TWIN FALLS, Idaho (KMVT/KSVT) —Several days after the Idaho State Department of Agriculture found Quagga Mussel larvae in the Snake River, they’ve been busy.
The department put into place an intensive action plan. First, they cut off access to the water and stopped all recreational access to other traffic on the river, the department of agriculture will continue to test and offer resources to the public.
What happens in the next few days and weeks will determine how bad the possible infestation is and what exact steps they need to take.
The department started by taking new samples from different sections of the river, those are expected back soon but the work they’re doing to stop the spread of the Quagga continues.
Idaho State Department of Agriculture Deputy Director Lloyd Knight says, “Doing delimiting surveys ups and down the river from Centennial Park to identify and better pinpoint whatever infestation we have going on in the river we’re also working to contain access to the river. Contain movement of water from the river so we don’t move any of those species around so that goes to the ramp closure in place and the decontamination stations that we have available.”
Those decontamination stations pressure wash the watercraft at 140 degrees.
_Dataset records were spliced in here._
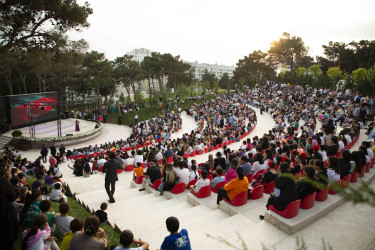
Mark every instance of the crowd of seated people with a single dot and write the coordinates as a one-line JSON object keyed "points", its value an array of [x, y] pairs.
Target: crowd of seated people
{"points": [[286, 150]]}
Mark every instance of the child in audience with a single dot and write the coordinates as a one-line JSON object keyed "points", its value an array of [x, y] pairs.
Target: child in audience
{"points": [[63, 221], [203, 181], [57, 195], [33, 209], [45, 208], [176, 240], [75, 226], [127, 238], [102, 215], [138, 171], [39, 235], [219, 178]]}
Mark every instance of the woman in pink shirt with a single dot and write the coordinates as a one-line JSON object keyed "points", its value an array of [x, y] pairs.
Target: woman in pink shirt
{"points": [[231, 174]]}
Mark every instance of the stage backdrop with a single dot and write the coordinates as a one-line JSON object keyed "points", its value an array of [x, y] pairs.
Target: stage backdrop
{"points": [[43, 107]]}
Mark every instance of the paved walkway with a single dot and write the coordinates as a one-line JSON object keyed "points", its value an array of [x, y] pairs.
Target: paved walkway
{"points": [[347, 227]]}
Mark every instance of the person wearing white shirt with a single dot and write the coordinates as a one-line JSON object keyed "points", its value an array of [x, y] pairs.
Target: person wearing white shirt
{"points": [[333, 170], [138, 158], [182, 174], [101, 162], [202, 182], [159, 155], [258, 164]]}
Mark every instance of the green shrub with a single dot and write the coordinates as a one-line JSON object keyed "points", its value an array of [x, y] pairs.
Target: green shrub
{"points": [[17, 133]]}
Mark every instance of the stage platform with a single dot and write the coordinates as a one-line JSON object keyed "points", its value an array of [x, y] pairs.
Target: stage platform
{"points": [[49, 129]]}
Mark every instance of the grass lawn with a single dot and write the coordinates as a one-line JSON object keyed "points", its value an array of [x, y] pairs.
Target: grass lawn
{"points": [[76, 210], [151, 112]]}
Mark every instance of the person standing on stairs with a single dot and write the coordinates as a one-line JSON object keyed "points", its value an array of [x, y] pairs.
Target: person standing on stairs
{"points": [[110, 168]]}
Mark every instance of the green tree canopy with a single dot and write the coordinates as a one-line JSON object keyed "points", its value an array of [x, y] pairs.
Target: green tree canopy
{"points": [[32, 23], [288, 50]]}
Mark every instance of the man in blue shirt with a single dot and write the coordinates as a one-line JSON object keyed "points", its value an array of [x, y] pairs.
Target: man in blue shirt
{"points": [[176, 240]]}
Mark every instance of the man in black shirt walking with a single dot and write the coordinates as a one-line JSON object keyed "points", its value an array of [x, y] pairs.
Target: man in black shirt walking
{"points": [[110, 168]]}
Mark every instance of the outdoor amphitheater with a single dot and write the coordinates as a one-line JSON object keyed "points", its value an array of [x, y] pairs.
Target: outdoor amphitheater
{"points": [[330, 219]]}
First, they inspect the item or watercraft, then pressure wash using different attachments, it’s a spray and soak type method because Quagga Mussels are sensitive to pressure and heat. If you’ve been in the water in the past thirty days, the department is requesting that you take advantage of the hot wash.
“We really recommend if folks were in this stretch of the river in the past 30 days inflatable kayaks floatable kayaks stand up paddle boards motorized boats, we really encourage them and really hope that they will come get those hot washed either at this station at the Twin Falls Visitors Center or we expect to have one up at the county weed department later to, says Knight.”
When the samples return, the department will be updating their response plan.